The question is answered at every one of their eight night performances at Tate Modern.

No wonder the Tate’s online booking office crashed the day the tickets for Kraftwerk went on sale; no wonder they are changing hands for £500 apiece on eBay.

The band, their futuristic dark Spiderman suits, the show, the graphics, the power, the throb through the concrete floor are massive.

Adorned in our white cardboard 3D spectacles, we thirsted for more and more. For me I was transported by tracks like Autobahn and Radio-Activity to an age of exuberant hope, when progress was the watchword.

Performing behind their neon etched lecterns Ralf Hütter and his humanoid robots were frequently dwarfed by the vastness that was happening above and beyond them.

Great chunks of action burst out into the auditorium, assaulting the audience, yet never striking them.
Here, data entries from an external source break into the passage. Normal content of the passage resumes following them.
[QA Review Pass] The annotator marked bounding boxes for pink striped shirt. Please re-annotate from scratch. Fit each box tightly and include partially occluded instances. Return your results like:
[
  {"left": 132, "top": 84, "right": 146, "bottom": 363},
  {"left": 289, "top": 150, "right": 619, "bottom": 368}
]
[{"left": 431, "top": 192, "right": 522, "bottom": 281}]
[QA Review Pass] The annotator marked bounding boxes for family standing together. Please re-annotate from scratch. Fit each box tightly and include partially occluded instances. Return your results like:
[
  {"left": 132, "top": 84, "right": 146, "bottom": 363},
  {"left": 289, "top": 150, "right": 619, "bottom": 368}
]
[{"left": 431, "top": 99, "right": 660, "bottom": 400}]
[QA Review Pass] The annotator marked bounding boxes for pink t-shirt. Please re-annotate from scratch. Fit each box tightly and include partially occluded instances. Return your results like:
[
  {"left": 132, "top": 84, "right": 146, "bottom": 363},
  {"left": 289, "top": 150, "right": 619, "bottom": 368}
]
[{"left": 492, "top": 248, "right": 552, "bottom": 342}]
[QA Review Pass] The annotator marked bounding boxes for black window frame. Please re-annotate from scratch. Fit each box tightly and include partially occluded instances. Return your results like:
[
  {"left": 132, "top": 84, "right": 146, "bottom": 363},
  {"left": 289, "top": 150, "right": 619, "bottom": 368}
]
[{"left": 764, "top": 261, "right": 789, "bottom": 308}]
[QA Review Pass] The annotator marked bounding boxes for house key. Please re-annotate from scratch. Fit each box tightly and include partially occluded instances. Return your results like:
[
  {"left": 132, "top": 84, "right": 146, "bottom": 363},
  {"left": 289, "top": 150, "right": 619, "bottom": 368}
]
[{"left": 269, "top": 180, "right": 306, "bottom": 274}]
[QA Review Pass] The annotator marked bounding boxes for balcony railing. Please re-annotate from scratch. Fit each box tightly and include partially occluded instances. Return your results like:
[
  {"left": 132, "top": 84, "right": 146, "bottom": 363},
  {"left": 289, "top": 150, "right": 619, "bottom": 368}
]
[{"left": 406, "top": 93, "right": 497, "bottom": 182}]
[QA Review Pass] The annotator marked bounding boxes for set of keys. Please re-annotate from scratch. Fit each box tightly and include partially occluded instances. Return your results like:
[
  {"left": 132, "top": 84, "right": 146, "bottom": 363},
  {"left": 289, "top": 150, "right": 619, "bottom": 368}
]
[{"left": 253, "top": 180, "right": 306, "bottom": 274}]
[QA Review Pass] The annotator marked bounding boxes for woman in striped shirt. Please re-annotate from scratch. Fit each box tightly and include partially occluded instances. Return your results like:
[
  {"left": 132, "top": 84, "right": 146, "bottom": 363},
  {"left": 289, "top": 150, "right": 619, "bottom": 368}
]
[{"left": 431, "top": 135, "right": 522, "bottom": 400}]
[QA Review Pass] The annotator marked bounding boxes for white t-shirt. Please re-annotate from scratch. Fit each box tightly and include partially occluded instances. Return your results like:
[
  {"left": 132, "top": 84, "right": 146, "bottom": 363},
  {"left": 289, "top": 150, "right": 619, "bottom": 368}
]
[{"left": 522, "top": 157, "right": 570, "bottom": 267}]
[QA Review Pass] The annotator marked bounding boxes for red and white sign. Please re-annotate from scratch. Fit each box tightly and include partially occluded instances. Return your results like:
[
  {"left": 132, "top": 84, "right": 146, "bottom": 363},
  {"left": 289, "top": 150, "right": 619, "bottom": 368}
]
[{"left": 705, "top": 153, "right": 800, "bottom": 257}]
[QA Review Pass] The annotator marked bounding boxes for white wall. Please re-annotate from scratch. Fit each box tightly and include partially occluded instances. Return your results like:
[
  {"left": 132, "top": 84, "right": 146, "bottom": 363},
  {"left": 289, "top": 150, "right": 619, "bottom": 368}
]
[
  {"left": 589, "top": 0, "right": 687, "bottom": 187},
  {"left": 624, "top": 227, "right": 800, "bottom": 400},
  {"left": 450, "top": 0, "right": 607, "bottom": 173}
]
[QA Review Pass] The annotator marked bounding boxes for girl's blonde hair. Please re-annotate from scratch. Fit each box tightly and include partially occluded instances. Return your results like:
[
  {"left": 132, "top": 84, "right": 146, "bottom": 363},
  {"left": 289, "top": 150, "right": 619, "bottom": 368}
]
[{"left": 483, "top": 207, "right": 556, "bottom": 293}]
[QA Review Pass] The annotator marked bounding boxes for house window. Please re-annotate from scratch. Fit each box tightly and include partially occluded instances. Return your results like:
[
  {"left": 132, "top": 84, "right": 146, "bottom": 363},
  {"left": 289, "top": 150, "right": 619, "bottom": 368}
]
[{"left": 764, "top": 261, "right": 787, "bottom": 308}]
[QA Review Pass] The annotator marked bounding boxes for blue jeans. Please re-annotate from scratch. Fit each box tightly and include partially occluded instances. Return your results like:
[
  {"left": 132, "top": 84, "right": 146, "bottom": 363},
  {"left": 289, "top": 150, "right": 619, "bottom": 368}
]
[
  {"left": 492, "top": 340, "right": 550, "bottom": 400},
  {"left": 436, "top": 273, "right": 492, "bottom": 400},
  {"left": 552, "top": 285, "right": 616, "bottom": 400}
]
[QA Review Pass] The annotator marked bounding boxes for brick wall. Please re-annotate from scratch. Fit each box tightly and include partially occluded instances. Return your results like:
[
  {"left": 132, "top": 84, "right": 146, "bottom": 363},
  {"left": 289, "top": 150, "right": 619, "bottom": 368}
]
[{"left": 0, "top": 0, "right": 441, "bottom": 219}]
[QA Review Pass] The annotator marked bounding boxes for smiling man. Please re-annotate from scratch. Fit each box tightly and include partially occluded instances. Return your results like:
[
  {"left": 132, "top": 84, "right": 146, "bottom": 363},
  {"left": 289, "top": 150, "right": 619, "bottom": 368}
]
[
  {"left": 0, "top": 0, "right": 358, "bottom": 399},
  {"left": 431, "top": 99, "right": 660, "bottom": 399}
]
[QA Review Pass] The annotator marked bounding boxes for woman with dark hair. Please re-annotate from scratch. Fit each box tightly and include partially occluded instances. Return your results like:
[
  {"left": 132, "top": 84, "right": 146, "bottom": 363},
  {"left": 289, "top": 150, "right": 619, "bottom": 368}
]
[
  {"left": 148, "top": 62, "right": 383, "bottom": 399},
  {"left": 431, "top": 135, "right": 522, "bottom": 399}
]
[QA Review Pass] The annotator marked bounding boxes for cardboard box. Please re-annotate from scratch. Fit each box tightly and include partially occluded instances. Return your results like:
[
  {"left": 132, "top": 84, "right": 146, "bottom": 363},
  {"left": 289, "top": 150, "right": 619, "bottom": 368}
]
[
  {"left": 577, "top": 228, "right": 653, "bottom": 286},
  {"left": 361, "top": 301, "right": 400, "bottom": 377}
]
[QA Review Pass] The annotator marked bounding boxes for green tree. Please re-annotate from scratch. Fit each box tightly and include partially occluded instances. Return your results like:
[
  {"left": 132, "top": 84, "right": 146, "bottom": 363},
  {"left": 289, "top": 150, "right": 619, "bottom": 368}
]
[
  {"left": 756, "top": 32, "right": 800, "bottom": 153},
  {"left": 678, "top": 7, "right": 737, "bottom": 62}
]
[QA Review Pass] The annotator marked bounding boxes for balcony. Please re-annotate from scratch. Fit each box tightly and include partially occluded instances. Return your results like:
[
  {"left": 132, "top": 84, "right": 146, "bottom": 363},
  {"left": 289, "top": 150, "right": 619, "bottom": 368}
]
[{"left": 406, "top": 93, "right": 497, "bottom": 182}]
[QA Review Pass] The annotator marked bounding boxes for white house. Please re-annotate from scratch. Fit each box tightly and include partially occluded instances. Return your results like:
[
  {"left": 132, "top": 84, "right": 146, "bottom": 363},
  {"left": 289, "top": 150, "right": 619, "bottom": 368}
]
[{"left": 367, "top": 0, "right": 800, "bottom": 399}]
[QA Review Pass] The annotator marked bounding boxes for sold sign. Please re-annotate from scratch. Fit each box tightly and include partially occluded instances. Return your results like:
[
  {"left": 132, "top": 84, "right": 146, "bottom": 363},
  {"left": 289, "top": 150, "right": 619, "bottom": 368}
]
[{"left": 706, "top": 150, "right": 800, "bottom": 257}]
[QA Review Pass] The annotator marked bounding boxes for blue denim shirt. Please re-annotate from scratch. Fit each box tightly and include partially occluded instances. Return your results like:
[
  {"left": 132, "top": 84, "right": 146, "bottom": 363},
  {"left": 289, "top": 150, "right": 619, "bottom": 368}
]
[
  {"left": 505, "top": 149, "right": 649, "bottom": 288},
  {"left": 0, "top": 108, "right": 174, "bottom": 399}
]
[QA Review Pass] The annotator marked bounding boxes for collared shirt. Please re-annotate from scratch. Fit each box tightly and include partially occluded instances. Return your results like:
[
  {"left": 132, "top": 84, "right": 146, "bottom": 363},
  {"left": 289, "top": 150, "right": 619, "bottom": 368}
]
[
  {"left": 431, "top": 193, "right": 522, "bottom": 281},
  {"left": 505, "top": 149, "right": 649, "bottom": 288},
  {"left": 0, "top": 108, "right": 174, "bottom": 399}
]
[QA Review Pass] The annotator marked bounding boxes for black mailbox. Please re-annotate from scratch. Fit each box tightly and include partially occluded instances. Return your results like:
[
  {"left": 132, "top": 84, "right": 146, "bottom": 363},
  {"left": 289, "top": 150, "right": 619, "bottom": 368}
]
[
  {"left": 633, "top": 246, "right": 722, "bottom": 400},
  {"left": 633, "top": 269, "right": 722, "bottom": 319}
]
I grabbed for some of the white semi-quavers that appeared to be hurtling toward me. It was only when I peered over the 3D glasses that I found they were nowhere near me.

Read more: Kraftwerk’s trans-Europe success

But above all it is the impact of the techno music bombarding this vast space. The show has seized the slope of the Tate Modern’s Turbine Hall and thrown the most gigantic screen across the bridge. So every one of us had direct line of sight and sound. Ralf Hütter’s eerie electronicised voice, his hidden hands weaving magic across his equally hidden keyboard.

Suddenly, you find Bowie in your mind, Coldplay, Madonna even, and Jay-Z. But by far the closest encounter in my mind seemed to be with that amazing 70s band from Liverpool – Orchestral Manoeuvres in the Dark.

Kraftwerk don’t tour much. I recognise I am blessed to be amongst 10,000 who will have seen them live. Sure, I saw the Beatles,  the Stones and the Who live – but I would argue Kraftwerk’s influence is as great if not greater, and persists in looking forward to ever wider horizons.

Ouch –  look out for the VW bounding towards you on the autobahn!